İnternet kullanımı hayatımızda günden güne yaygınlaşırken, bizi hayata bağlayan kimi alışkanlıklardan da koparıyor. Bu alışkanlıklardan biri de hiç şüphesiz ciltli lügatlere başvurmak ve sözlük okumaları. Artık insanlar, teknoloji aracılığıyla bilgiye ulaşmanın sağladığı kolaylıkları öne sürerek, basılı sözlük kullanımından yavaşça uzaklaşıyor. Yayınevlerinin birer birer sözlüklerini internet ortamına aktarmaları da bu kopmayı hızlandırıyor


Sonuç olarak uzmanlar, gelişen teknolojinin basılı sözlük kullanımına ket vurmasını kaçınılmaz bir son olarak görürken, internet sözlüklerinin de lügatlerin yerini alamayacağını ifade ediyorlar.

Kim, Ne diyor?

Yaşar Çağbayır (Ötüken Türkçe Sözlük yazarı, emekli öğretmen): Sözlük kullanmak, yetişmişliğin belirtisidir. Öğretmenlik yaptığım yıllarda, ders işlerken öğrencilerime zaman zaman -ben konuşurken bile- sözlüğe bakmaları gerektiğini sık sık önermişimdir. Bu durum benim söylediğimin öğrenci tarafından yeterince doğru anlaşılmasını sağlayacaktır, diye düşünürdüm.

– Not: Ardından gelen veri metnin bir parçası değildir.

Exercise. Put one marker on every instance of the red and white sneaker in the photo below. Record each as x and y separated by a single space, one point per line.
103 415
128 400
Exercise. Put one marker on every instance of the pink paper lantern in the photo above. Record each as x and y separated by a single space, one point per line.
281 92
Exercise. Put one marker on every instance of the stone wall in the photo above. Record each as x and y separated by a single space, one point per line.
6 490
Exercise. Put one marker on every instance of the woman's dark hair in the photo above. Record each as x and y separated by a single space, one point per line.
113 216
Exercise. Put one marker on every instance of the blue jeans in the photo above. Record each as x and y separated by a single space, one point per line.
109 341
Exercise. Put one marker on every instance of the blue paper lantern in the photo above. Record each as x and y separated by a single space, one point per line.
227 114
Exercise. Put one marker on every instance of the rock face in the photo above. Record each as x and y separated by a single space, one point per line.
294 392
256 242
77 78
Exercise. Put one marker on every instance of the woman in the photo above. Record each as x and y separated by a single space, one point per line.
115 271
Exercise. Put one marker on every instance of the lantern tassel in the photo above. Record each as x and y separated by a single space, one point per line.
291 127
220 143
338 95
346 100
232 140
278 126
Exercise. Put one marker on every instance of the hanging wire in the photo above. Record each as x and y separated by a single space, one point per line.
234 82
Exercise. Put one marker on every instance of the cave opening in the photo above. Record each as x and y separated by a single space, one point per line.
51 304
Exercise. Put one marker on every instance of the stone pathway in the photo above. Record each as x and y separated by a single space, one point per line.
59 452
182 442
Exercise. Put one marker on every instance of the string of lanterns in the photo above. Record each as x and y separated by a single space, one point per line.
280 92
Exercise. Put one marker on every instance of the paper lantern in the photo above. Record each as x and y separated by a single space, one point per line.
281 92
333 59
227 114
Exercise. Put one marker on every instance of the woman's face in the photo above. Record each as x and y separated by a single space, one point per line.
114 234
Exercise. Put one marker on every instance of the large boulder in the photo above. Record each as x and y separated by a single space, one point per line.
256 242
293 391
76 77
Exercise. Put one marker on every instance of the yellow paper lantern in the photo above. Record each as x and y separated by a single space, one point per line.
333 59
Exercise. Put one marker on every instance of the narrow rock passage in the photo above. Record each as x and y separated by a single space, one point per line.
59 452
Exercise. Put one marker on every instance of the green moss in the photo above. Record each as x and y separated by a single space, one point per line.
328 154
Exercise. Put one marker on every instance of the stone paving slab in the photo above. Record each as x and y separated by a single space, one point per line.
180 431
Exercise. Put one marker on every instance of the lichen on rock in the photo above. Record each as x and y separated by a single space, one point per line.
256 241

Ali Çolak (Gazeteci-yazar): Ben, sözlüğü ve sözlük biriktirmeyi sevenlerin bu tutkuyu yaşatacaklarına inanıyorum. Önemli olan, insanlarda, özellikle de genç kuşakta "sözlüğe bakmak" kavramını geliştirmek, sözlüğün bir ihtiyaç olduğunu fark ettirmek. Sözlüğe itibar etmemek, kitaba itibar etmemekle eşanlamlı. Çok iyi okurlar aynı zamanda bir sözlük severdir.

Sevan Nişanyan (Yazar, dilbilimci): Sözlük ve ansiklopedi gibi veritabanı uygulamalarında kâğıt basımın hiçbir geleceği olmadığını düşünüyorum. Encyclopedia Britannica bile gidişi görüp havlu attı. Bizde sanıyorum okullarda bilgisayarlı sisteme geçilmesiyle birlikte kâğıt sözlüklere talep sıfıra düşecektir.

D.Mehmet Doğan (Doğan Büyük Türkçe Sözlük yazarı): Eski zaman insanları şifahî, yani sözlü kültürle beslenirdi. Onların da kelime hazinesi zengindi. Bugün konuşma kültürümüz televizyonlara emanet. Herkes onlardan öğreniyor, onların kelime hazinesi de ilköğretim ders kitaplarından fazla değil. Eski kültürümüzde manzum sözlükler vardı. Bunlar ezberlendiğinde yüzlerce kelime öğrenilmiş oluyordu.

Sevinç Çokum (Yazar- şair): Eskiden gazetelerde bu konuda yazılar bulunurdu, televizyonları izleyip yanlışları tespit ederek kaleme alanlar da dilimizi çok iyi bilen kişilerdi. Artık Türkçeyi incelikleriyle yazan, konuşan hatta İstanbul Türkçesini konuşabilen insanlar, sanatçılar, yazarlar azalmaya başladılar. Tuhaf olan şu ki onların ustalıklarına da başvurma ihtiyacı duymuyor kimse.